In the book of Genesis, when God created the world, all the animals were brought to Adam so that he could name them – he gave each one a word – elephants and tigers, snails and worms, eagles and ducks – each one had a word to be its name.
Also in the book of Genesis, when humans were trying to build a tower up to heaven, we are told that God gave each one a different language, a different set of words, so that they were no longer able to understand each other. Trillions of words for humans to puzzle over and to argue about.
And, of course, humans started using all these words to talk about God. According to Muslim tradition, God has ninety nine names known to humans. All these names, and more, and to this very day we are no nearer to a true understanding of God. It is said that only the camel knows the true name of God and so far they have not shared it with us.
The Jews, very wisely, refuse to say any name for God. They use four letters, YHWH, as the name revealed to Moses at the burning bush. YHWH cannot be pronounced so that no one can use God’s name lightly or foolishly. The Jews, again wisely, refuse to try and capture the being of God in a single word.
The Bible, which Christians believe to be the revelation of God, contains 181,253 words. It was written by a hundred or so different people in at least four different languages, but even the Bible cannot fully describe God or even God’s plan for the world.
The Bible is inspired by God and God caused it to be written, but it is written in human language by humans. It is translated by humans, read by humans and interpreted by humans. 181,000 human words to reveal God to the world – you might think this is enough, but God thinks otherwise. God’s love for the world is so great that words are not enough.
There is only one way for the fullness of God to be revealed in a way that human beings could understand, and that is for God to show God’s true self as a human being. Every person in the world has had some experience of being human. We have been hungry, thirsty, tired and bored. We have been greedy, thoughtless, selfish and careless. We have been generous, kindly, loving and giving. The human experience includes knowing what it is like to have fingers and toes, what it is like to have arms and legs, eyes and ears. the pleasures of the body, like eating and sex, the pleasures of the mind like thinking and talking and being in love.

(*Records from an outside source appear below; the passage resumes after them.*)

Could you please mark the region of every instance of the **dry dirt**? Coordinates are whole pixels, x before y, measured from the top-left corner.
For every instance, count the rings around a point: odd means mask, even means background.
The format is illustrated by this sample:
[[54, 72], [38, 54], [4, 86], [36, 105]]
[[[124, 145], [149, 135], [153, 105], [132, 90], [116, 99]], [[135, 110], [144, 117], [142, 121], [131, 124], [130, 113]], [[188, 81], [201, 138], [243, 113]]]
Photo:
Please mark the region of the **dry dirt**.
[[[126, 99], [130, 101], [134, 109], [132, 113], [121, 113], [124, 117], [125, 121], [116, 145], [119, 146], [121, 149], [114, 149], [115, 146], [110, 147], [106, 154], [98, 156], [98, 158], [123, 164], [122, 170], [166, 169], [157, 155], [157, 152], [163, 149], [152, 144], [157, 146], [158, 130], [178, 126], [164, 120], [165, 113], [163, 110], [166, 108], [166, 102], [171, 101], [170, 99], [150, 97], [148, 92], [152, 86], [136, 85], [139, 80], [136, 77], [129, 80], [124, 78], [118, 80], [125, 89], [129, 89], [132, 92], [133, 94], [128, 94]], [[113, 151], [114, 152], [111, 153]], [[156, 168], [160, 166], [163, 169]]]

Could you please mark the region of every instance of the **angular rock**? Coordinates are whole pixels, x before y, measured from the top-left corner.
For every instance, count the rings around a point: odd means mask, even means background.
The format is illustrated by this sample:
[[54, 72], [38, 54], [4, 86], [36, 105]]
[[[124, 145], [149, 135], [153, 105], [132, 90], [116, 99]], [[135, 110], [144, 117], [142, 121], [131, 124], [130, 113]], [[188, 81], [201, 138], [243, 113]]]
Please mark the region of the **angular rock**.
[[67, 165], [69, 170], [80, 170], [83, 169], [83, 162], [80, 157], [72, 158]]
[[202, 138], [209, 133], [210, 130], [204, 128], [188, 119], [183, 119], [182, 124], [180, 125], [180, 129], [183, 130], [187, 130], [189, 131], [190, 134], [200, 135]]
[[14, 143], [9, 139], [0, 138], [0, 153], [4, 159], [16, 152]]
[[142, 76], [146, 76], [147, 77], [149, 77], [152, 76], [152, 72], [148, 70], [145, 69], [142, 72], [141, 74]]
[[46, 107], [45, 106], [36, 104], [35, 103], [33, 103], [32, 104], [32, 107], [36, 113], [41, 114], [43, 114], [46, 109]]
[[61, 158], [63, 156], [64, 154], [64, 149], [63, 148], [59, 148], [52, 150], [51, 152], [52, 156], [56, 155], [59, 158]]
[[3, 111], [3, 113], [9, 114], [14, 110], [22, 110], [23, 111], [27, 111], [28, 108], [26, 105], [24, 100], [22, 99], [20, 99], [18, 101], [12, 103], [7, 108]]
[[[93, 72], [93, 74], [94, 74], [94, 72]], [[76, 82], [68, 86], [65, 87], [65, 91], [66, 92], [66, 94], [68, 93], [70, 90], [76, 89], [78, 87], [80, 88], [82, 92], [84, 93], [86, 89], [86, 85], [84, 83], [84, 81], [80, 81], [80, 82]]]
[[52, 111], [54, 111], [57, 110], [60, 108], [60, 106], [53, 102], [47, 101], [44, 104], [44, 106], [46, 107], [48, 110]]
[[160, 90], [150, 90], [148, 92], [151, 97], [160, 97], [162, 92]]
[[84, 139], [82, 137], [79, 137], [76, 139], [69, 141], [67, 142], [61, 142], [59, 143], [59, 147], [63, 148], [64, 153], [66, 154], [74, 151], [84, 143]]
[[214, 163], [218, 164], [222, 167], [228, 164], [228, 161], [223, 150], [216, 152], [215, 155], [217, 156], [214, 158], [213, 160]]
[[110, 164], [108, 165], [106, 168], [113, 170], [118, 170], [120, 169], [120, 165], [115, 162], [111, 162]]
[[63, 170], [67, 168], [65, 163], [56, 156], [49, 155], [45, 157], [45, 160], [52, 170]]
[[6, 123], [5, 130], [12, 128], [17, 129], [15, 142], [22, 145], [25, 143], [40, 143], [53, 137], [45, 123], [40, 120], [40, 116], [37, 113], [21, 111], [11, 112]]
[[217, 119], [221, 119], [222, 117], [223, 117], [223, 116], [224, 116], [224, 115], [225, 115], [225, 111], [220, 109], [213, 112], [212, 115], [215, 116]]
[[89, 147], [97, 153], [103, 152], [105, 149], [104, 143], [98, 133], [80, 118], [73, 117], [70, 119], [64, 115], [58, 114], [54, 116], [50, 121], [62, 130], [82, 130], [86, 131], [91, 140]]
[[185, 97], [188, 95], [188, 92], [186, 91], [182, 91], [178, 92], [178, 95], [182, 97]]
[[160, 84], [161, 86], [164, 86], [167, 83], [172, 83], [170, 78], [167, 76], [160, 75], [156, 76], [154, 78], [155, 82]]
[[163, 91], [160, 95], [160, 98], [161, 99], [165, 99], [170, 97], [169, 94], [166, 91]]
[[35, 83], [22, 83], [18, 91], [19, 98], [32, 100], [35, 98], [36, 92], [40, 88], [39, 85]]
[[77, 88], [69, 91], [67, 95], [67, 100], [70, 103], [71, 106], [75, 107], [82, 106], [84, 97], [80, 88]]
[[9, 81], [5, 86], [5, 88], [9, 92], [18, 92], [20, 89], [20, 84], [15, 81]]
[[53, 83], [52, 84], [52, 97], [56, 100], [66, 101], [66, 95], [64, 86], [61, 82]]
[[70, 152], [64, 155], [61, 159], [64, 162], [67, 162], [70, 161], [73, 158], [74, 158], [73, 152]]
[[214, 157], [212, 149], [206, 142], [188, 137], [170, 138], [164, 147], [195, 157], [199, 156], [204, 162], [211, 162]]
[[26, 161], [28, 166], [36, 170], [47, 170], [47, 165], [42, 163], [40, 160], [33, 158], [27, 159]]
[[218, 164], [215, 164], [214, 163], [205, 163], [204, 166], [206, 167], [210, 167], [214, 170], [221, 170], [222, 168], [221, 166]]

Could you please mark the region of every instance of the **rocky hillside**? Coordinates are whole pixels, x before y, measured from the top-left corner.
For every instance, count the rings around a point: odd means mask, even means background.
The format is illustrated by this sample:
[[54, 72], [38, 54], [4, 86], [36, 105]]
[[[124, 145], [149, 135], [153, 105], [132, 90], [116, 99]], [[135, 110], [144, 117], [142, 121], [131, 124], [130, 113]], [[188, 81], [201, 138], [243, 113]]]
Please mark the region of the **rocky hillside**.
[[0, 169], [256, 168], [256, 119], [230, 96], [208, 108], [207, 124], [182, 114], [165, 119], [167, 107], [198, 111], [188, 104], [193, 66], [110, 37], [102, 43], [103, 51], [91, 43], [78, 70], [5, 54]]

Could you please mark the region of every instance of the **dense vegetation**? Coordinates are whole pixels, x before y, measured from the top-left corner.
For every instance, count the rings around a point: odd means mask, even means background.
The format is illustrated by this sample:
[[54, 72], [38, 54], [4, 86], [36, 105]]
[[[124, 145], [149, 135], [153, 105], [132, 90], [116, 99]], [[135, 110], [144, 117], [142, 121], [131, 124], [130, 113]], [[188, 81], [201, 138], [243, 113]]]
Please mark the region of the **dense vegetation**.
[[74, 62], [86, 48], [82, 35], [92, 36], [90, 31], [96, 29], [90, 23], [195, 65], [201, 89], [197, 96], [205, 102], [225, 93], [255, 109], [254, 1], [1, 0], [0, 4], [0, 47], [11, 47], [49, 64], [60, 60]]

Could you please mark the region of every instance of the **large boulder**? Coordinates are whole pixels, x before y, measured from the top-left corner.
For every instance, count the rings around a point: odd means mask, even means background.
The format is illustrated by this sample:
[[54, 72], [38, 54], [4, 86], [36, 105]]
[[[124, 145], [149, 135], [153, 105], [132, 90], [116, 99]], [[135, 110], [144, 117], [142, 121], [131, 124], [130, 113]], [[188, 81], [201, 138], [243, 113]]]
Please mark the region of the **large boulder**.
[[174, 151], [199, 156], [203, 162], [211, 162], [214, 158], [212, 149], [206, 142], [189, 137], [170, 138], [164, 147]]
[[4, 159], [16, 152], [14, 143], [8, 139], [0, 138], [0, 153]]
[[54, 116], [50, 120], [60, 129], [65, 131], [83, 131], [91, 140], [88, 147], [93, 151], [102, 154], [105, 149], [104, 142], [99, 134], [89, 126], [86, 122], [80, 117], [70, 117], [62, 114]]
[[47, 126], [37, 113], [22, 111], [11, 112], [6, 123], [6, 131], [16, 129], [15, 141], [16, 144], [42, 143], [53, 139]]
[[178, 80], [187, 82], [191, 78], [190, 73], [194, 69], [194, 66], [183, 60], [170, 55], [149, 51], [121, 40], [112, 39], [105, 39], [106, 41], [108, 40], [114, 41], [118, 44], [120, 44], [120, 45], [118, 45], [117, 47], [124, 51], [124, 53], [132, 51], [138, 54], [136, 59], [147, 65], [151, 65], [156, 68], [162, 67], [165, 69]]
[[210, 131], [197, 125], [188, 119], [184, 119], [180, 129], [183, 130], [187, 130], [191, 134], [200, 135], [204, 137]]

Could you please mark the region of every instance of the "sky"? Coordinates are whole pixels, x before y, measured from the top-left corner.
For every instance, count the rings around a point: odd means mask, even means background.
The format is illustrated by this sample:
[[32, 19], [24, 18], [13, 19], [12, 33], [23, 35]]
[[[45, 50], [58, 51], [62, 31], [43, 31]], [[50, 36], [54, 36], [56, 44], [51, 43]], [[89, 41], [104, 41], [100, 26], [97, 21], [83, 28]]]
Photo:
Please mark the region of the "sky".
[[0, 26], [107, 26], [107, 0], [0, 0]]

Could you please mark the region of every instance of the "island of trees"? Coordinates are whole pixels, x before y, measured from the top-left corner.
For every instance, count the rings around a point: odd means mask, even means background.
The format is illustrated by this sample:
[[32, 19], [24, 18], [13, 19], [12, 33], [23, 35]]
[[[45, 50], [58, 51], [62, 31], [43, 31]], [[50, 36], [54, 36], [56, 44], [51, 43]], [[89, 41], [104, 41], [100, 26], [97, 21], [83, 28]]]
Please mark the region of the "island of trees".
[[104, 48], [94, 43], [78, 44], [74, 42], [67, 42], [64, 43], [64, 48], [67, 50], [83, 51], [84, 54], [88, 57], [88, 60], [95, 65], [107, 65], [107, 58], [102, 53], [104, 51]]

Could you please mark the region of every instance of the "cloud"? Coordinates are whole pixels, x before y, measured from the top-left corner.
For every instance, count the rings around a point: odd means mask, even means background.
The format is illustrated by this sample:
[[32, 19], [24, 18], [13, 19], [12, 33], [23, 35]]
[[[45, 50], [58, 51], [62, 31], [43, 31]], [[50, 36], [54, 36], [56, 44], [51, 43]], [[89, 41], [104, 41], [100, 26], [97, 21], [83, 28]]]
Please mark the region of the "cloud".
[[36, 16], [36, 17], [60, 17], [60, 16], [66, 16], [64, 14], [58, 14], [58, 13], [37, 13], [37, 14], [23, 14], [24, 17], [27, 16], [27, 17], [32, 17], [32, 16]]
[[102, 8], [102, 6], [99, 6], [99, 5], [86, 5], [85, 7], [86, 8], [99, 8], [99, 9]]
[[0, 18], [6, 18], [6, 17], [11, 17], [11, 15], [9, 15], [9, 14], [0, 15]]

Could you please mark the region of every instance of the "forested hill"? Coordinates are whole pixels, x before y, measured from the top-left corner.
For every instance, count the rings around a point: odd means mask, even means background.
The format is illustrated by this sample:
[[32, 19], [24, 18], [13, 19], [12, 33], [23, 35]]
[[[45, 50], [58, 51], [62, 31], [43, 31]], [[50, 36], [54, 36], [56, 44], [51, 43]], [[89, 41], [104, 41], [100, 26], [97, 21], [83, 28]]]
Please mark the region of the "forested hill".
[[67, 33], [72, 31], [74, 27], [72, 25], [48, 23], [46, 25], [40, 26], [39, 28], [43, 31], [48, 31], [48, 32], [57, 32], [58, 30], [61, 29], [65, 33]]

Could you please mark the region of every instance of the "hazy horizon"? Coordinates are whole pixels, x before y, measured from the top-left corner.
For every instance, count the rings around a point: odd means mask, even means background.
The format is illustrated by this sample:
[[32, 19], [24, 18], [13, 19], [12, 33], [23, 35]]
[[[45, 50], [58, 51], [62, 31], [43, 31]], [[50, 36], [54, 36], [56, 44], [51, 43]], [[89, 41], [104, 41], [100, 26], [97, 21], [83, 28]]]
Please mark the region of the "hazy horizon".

These are the ways that God seeks to reach us, through anger and fear, weakness and strength, loving and grieving and, of course, living and dying.

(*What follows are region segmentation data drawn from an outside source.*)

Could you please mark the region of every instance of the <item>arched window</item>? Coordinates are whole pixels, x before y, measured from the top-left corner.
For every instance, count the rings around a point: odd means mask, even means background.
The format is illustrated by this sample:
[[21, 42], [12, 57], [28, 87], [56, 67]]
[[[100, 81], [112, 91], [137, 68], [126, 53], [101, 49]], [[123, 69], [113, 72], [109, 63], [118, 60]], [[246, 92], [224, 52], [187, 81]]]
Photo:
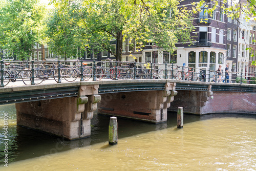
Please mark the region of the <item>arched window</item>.
[[222, 53], [219, 53], [219, 59], [218, 60], [218, 63], [223, 64], [223, 54]]
[[210, 63], [215, 63], [216, 61], [216, 53], [210, 52]]
[[207, 52], [201, 51], [199, 52], [199, 63], [207, 62]]

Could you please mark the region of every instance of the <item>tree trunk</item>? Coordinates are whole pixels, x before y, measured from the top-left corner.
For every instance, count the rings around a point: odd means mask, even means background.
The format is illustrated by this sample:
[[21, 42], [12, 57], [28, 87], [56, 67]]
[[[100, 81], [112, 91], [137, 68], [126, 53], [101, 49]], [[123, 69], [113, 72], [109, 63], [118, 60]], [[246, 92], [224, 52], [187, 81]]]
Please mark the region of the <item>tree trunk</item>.
[[116, 60], [122, 60], [122, 50], [123, 47], [123, 35], [122, 32], [117, 33]]

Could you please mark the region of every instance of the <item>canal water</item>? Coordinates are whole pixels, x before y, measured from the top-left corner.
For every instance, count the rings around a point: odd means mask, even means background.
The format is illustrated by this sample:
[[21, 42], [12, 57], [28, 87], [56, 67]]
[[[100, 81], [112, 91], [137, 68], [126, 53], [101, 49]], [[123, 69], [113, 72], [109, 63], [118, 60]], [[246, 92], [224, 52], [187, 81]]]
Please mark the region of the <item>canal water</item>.
[[91, 137], [66, 141], [17, 126], [15, 105], [0, 105], [0, 170], [256, 170], [256, 116], [184, 118], [181, 129], [177, 128], [176, 114], [157, 125], [118, 118], [118, 142], [111, 146], [109, 116], [94, 115]]

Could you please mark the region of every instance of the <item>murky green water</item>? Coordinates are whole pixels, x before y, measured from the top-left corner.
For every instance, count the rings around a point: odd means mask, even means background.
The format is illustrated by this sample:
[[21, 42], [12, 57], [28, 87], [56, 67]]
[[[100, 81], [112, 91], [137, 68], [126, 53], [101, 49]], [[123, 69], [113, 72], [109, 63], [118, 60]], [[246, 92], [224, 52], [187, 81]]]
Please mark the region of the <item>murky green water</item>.
[[185, 115], [182, 129], [175, 114], [158, 125], [118, 118], [118, 143], [110, 146], [109, 117], [95, 115], [91, 137], [68, 141], [16, 126], [15, 112], [0, 106], [1, 170], [256, 170], [256, 116]]

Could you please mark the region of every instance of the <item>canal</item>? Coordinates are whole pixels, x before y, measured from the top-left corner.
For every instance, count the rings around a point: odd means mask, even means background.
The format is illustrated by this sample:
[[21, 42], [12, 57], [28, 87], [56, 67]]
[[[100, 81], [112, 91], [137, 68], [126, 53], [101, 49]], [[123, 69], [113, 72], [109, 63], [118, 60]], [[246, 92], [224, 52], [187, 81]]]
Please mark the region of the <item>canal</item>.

Jesus, in his earthly life, was a great preacher and teacher, one who could draw five thousand people away from their villages and keep them spellbound until night began to fall. Some of that preaching and teaching has been recorded for us in the words of Matthew, Mark, Luke and John. The Sermon on the mount, the Beatitudes, the Farewell Discourse in the Gospel of John are three of the most wonderful passages of writing in the world along with St Paul’s sermon on love in 1 Corinthians chapter 13, which we hear at many weddings.
I love words, as I have said, but I remember and worship what Jesus did, and what he was and what he is more than I remember what he said. Words cannot feed the hungry or heal the sick. It was Jesus’ touch which made the blind see and raised the dead to life. Jesus certainly used words for example, when he took a dead girl’s hand and said, “Talitha cum.” which means, “Little girl, get up.” but it was his touch of the dead girl, so horrifying to the Pharisees, which restored the girl to life.
And no words could possibly do what Jesus achieved by dying on the cross. Death is the last barrier we come to as human beings. Only a fully human Christ could turn the barrier of death into a doorway to life, giving us the best good news, the best Gospel, we can possibly receive
St Francis of Assisi once said, “Preach the Gospel, and if necessary use words.” There’s a Godly truth in that saying.
God did not use words, instead he sent his Word with a capital W, God’s Word in human form, to live our life with us to the end and beyond. Tonight we celebrate the beginning of life. On this night we proclaim that Jesus begins his life as a human being, born like one of us of a human mother. Tonight we the beginning of our lives as children of God.